# Burlap Sacks??!



## Eric Striffler (May 6, 2006)

Could someone tell me where I could find burlap sacks that would fit on someone's head like this?









(I made this picture for the local Spooky Walk's website.)

We want the chainsaw guy in our exhibit to look JUST like this. We can find everything except good burlap sakcs like this.

Is tehre any other material that would work like that? We're going for a Resident Evil 4 chainsaw guy look (for those of you who have played the game you KNOW how creepy the chainsaw guys are).

Thankssss!


----------



## Otaku (Dec 3, 2004)

Try a coffee roasting company. I found that Starbuck's will give you as many bags as you want for free if you pay the shipping.


----------



## Vlad (Aug 2, 2005)

You can buy burlap at home depot and make your own.


----------



## HalloweenRick (Nov 25, 2005)

Southern States. Just ask for empty feed bags


----------



## Bone Dancer (Oct 7, 2005)

Also try fabric stores or wal marts


----------



## roadkill (May 11, 2006)

In some areas where deer hunting is popular you can also find burlap feed corn sacks.
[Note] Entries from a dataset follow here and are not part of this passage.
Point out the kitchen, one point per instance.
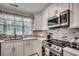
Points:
(27, 30)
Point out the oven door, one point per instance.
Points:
(54, 22)
(64, 18)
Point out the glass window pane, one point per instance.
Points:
(1, 21)
(18, 18)
(18, 30)
(18, 23)
(10, 16)
(27, 30)
(10, 30)
(1, 29)
(10, 22)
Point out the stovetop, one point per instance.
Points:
(56, 42)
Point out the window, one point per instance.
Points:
(14, 24)
(1, 26)
(18, 30)
(10, 30)
(28, 26)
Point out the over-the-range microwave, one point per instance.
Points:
(54, 21)
(61, 20)
(65, 18)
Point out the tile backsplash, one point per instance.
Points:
(66, 34)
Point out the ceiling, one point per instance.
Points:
(31, 8)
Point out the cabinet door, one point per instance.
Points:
(75, 15)
(67, 54)
(45, 19)
(6, 49)
(37, 47)
(37, 21)
(27, 48)
(62, 7)
(18, 48)
(52, 10)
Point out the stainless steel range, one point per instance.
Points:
(53, 47)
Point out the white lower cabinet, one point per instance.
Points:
(21, 48)
(18, 48)
(12, 49)
(6, 49)
(27, 47)
(37, 47)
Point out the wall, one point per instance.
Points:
(64, 33)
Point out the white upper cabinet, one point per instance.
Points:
(37, 21)
(74, 21)
(52, 9)
(45, 19)
(62, 7)
(40, 20)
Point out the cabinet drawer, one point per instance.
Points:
(7, 45)
(18, 44)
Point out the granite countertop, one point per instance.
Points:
(27, 38)
(71, 51)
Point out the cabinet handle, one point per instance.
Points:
(13, 49)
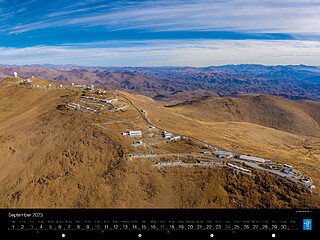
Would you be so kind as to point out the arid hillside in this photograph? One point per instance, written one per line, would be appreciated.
(54, 156)
(177, 84)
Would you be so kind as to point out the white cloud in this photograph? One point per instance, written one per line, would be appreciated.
(168, 53)
(282, 16)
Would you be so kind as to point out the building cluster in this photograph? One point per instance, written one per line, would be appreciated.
(142, 155)
(222, 154)
(122, 107)
(254, 159)
(211, 163)
(132, 133)
(167, 134)
(89, 109)
(168, 163)
(238, 168)
(113, 100)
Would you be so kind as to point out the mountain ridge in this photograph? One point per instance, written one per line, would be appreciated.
(178, 84)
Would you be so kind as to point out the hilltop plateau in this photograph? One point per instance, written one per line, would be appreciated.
(60, 149)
I have used the burlap landscaping stuff in rolls from HD and WallyWorld myself. Took about 2 minutes to cut and sew it up for my hangman.


----------



## mrklaw (Nov 11, 2005)

I buy my burlap at the fabric store. It's pretty cheap and they have a variety of colors. You would have to sew it up and distress it yourself though.


----------



## BobC (Aug 23, 2005)

*Burlap Sacks*

I always find burlap sacks for free behind my local farmers market these are pretty big but with alittle cutting, sewing and detail you can make it fit like a mask. This might also be alittle itchy for someone to wear for a long period of time I would sew some black cloth as a liner on the inside. Hope that helps Later. :jol:


----------



## DeathTouch (Sep 6, 2005)

I goto corn stands and they have them.


----------



## Eric Striffler (May 6, 2006)

Awesome.
I'll get over to Home Depot and seed if they have them, otherwise I'll try Starbucks I suppose or this little farm nearby.

Thanks!


----------